S-3366-119
Read twice and referred to the Committee on the Judiciary.
Sponsored by John Cornyn (R-TX)
What it does
This bill would create new federal criminal offenses for killing, attempting to kill, or conspiring to kill federal judges, federal law enforcement officers, and state/local/tribal public safety or judicial officers whose agencies receive federal funding — including former officers and judges. It would also make fleeing to avoid prosecution a federal crime. The bill would limit federal court review of state court convictions for killing a public safety officer or judge, and would restrict the ability to recover damages and attorney's fees in civil rights cases when the injured person was engaged in a felony or crime of violence.
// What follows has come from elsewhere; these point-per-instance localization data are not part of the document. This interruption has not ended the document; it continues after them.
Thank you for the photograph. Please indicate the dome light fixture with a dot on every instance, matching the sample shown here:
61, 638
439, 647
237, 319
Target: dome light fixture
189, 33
Additionally, it would expand the authority of qualified law enforcement officers to carry concealed firearms and ammunition in school zones and certain federal facilities open to the public.
Who benefits
Active and former federal, state, local, and tribal law enforcement officers and judges, who would receive stronger federal criminal protections. State and local prosecutors, who would gain a federal tool to pursue those who flee across state lines. Law enforcement agencies, which would face fewer civil rights damages claims in cases where the injured party was engaged in felonious conduct. Qualified law enforcement officers, who would gain broader concealed carry authority in schools and federal buildings. Victims of crimes committed by individuals who flee prosecution.
Who is hurt
Individuals convicted in state courts of killing a public safety officer or judge, who would have reduced access to federal habeas corpus review. Civil rights plaintiffs — including those who may have been engaged in a felony but allege excessive force or other constitutional violations — who would face new limits on recovering damages and attorney's fees. Defense attorneys and civil liberties organizations that rely on federal court oversight of state criminal convictions. School communities and visitors to federal facilities who may have concerns about expanded concealed carry in those locations. Taxpayers in states and localities whose agencies receive federal funding, as those agencies would be subject to new federal criminal jurisdiction.
Supporters argue
Supporters argue that law enforcement officers face escalating threats — FBI data shows officers killed in the line of duty have increased in recent years — and that existing federal protections have gaps, particularly for state and local officers and former officials who remain targets after leaving service. They contend that limiting federal habeas review of state convictions for killing officers respects state court finality and prevents endless post-conviction delays, and that restricting civil rights damages when a plaintiff was committing a felony prevents bad-faith litigation that deters proactive policing. They further argue that expanding concealed carry for qualified officers in schools and federal buildings adds a layer of trained protection in high-risk environments.
Opponents argue
Opponents argue that limiting federal habeas corpus review for a specific category of state convictions undermines a foundational constitutional check on wrongful imprisonment, potentially trapping innocent people — including those wrongly convicted of killing an officer — without meaningful federal recourse. They contend that restricting civil rights damages and attorney's fees when a plaintiff engaged in a felony could effectively immunize officers who use unconstitutional force during arrests, since many such encounters involve individuals suspected of felonies. They further argue that expanding concealed carry into school zones and federal facilities raises public safety concerns, particularly given that the bill's "qualified" officer standard may be difficult to verify in practice.
Constitutional context
The bill's limits on federal habeas corpus review implicate the Suspension Clause (Art. I, §9, cl. 2), which prohibits suspending the writ of habeas corpus except in cases of rebellion or invasion. The restrictions on civil rights damages touch the Eighth Amendment's proportionality principles and Fourteenth Amendment due process and equal protection, as courts have grappled with when conduct by the injured party can limit constitutional remedies. The expanded firearms carry provisions intersect with the post-Bruen (2022) text-history-tradition framework for evaluating firearms regulations, particularly in sensitive places like schools.
Checks and balances
The executive branch (DOJ and federal prosecutors) would gain new charging authority over a broader set of violent offenses against officers; federal courts would serve as a check through constitutional review, though their habeas review role would be narrowed by the bill for a specific category of state convictions.
Historical precedent
The Omnibus Crime Control and Safe Streets Act of 1968 and subsequent federal statutes (18 U.S.C. §§ 1114, 1121) have previously extended federal criminal jurisdiction to protect federal officers and, in limited circumstances, state officers — this bill would significantly expand that jurisdictional reach.